Once it began building data centers across the country and around the world, another aspect of managing scale came into play: The need to move large racks of computers into place quickly and with minimal risk of damage. As soon as the Google building is completed in Mt. Holly, the company will begin bringing in large racks of computers on wheels. The computers are wired together in the racks and all share a common switch. Once the computers are in place, the racks will be locked down and Google personnel will wire the control switches for the individual racks together to create a cluster.

Redundancy usurps failure

Just as Google's pursuit of value in creating its data centers mirrors the experience of any company seeking to thrive in a competitive environment, so too does its experience with technology. Many machines within Google's data centers fail every day.

The company deals with these failures through replication and redundancy, which happens to be necessary to deal with the sheer amount of information being sought and being processed. Redundancy also makes reliance on less expensive hardware more practical.

Basically, at the data center level, Google's massive index of Web sites-similar to the index at the back of a book, only much bigger-is broken down into more manageable "shards" which are then replicated across several machines.
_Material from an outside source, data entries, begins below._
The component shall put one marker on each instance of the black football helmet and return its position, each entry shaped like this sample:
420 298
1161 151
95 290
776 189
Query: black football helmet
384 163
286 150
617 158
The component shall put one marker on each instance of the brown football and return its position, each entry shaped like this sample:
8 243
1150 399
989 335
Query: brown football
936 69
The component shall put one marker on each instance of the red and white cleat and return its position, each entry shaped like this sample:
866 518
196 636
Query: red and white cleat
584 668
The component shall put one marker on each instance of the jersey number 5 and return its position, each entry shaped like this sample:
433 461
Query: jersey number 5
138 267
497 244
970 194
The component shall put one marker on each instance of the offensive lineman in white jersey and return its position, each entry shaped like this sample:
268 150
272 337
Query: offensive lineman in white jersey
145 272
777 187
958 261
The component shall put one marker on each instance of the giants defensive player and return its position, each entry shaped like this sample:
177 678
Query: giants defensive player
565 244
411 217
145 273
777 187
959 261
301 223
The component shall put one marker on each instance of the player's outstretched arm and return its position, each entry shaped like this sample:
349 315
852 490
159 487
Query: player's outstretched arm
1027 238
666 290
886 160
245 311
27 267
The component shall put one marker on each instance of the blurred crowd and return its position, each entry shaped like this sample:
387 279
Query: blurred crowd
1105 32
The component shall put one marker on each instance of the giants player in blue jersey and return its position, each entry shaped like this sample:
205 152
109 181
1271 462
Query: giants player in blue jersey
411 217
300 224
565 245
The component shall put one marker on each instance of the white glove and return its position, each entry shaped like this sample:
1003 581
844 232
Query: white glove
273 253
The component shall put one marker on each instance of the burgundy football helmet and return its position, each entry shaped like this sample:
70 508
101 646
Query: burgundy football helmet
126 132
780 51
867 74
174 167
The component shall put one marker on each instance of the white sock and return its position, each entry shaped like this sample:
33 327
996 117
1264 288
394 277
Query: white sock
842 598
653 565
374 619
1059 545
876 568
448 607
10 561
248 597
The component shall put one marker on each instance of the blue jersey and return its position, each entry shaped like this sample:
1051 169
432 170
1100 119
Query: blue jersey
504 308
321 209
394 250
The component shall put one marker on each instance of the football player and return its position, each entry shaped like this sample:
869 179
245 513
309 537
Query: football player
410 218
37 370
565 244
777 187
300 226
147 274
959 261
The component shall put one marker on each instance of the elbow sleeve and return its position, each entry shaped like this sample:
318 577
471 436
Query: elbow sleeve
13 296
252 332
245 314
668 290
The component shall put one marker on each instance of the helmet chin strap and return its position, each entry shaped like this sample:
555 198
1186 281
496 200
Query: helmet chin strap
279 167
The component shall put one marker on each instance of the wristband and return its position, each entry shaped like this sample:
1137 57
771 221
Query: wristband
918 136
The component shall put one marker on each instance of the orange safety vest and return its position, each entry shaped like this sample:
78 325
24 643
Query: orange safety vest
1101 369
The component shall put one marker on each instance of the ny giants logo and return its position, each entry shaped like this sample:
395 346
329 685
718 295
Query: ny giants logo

When someone types in a Google search, it is routed to the nearest data center, where it too is sent to several computer clusters at once. That way, if one computer breaks down, the cluster's overall capacity will be diminished by an infinitesimal degree and the search will proceed unimpeded.

Searches and shards of the massive Google index are also replicated across data centers to reduce the company's vulnerability to a facility failure or regional power failure. "Relative to how often the index is updated, thanks to parallelization, data centers can handle many, many queries per second," Dean said.

Multiple replications of search tasks also reduce average completion time for the search. The real question relating to the Mt. Holly site is, given Google's penchant for expanding the services it offers-including many new services geared specifically to the business community-which of them will run off computers here?

Again, Google's Andrew Johnson declined to be specific."We do not disclose what services run in any of our operating locations due to competitive advantage," he said. "That said, we are very excited about the growth in our business services sector and the Mt. Holly data center will help us serve many of our products to our expanding customer base."